Обе львицы замолчали. Арзис лежал, как и был, но лапой болтать перестал. Ну что, на банду теперь обиделась, ну хвост дери.
— Ты попала к Ваалу-Амае, — тяжело добавила Мауна, — вместе с дхаари Селестиной и Бастианой. Кстати, Адальхейда что, не с вами приехала?
— Нет-нет, — сказала Тоя.
— А я думала, с вами.
— Это кто такая? — спросил Арзис.
— Она умерла-умерла, Арзис. Заболела, ещё год назад, — ответила Тоя.
— Затем… — Мауна потянулась, зевнула. — Вследствие известных событий, ты перешла в мою Семью, и я взяла твою Вклятву. Которая, как ты помнишь, прошла необычно, — Мауна потёрла себе мордаху, вздохнула.
— Я всё помню, Хозяй…
— Эй, — перебил Арзис, — уже не раз слышу это имя — Амая. Расскажи, Маун, что там как с ней.

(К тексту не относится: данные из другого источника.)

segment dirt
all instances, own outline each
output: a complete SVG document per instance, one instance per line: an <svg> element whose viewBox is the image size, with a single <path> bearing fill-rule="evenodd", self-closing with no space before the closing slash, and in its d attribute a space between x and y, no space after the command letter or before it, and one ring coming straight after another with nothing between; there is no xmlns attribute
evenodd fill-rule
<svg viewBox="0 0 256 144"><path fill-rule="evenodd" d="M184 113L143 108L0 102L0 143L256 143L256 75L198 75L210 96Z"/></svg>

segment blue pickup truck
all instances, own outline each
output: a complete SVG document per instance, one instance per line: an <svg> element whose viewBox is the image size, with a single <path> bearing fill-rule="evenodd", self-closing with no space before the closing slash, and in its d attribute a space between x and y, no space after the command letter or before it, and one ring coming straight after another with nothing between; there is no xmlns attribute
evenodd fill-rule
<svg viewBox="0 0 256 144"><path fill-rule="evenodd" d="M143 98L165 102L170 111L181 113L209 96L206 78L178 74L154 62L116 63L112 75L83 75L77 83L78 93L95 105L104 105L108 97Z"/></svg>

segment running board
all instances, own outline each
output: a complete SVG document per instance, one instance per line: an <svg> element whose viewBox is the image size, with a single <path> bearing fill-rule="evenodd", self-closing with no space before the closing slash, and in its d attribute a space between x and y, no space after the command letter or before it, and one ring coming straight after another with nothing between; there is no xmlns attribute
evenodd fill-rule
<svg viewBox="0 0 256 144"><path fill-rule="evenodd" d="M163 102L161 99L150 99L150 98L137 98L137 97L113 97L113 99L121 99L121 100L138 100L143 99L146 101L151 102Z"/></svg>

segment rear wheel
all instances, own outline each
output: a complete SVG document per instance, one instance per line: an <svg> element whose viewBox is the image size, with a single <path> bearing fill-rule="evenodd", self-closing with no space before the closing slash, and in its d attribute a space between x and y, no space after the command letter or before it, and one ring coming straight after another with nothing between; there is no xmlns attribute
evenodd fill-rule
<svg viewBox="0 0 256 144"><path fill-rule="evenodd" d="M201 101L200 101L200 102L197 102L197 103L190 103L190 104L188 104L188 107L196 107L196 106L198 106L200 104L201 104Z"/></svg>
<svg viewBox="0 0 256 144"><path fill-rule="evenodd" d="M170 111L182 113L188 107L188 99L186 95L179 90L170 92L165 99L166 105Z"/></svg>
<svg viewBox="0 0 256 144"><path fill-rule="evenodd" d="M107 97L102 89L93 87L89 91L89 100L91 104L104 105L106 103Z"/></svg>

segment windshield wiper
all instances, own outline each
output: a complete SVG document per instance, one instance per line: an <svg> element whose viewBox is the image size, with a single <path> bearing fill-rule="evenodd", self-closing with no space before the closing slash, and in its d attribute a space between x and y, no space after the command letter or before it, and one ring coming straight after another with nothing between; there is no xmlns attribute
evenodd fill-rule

Мауна не ответила; что Арзис смог определить: растерянный взгляд (у Мауны? та даже сразу после нападения выглядела какой угодно, но не растерянной), безвольное движение, когда отпила из фляги («безвольное» и Мауна — глупее сочетания не выдумать). Но вызвалась Тоя:
— Хозяйка, можно я скажу Арзису?
— Нужно, — согласилась та.
Тоя поёрзала, и как-то не спешила рассказывать.
— Ну, Той? — подбодрил он. — Чего задумались, затейницы?
— Я перевожу в уме, — зажмурилась Тоя, приложив коготь к переносице. — Я сейчас-сейчас.
Мауна поглядела на мрамрийку, чуть нахмурившись.
— Не зря мы жизнь свою огню отдали, ведь другие вместо нас сильной лапой твёрдо встали, и теперь мы смотрим вниз, видя реку вечной доли, и упрёка нету нам, что мы смерти не изгнали, — на мотив, нараспев разразилась Тоя.
Очень внимательные уши Мауны всё выслушали. А затем она показала жест Ашаи, он же старый жест Сунгов: целуешь ладонь (кулак для львов), а затем — вверх; а затем — медленно опусти. Крайнее одобрение, приветствие героизма. Арзис притаился, лишь всё слушал-наблюдал.
Очень кажется, Тоя очень поняла жест.
— На мрамрийском чуть-чуть не так-не так, — замялась она, затёрла себе платье. — На мрамрийском будет «земле» завместо «огню», потому что мы не сжигаем, а погребаем в землю-землю.
— Тем более, — отсекла Мауна. А затем вообще: взяла Тоину руку и подняла вверх, будто представляя победительницу неизвестного сражения.
Арзис решил спросить об Амае как-нибудь потом, а то его львицы странно ведутся, если слышат о ней, словно сухого месмерина нанюхались; а ему сейчас нужны послушные, спокойненькие самки. Но получил вот ещё какое знание от Хозяйки; охо, глаза её совсем в огне, прямо как тогда, когда хотела его _сожрать_:
— Она — лучшая Вестающая всех миров. Безупречная.
— Едем к ней, что ли? — предложил Арзис. — А то непонятно, кому верить.
Тоя вздохнула и зачем-то дотронулась к его грязной лапе, прям к когтям, а затем вообще обняла лапу обоими ладошками.
— Все мы приедем к ней, — пообещала Мауна, такая торжественная и яростная.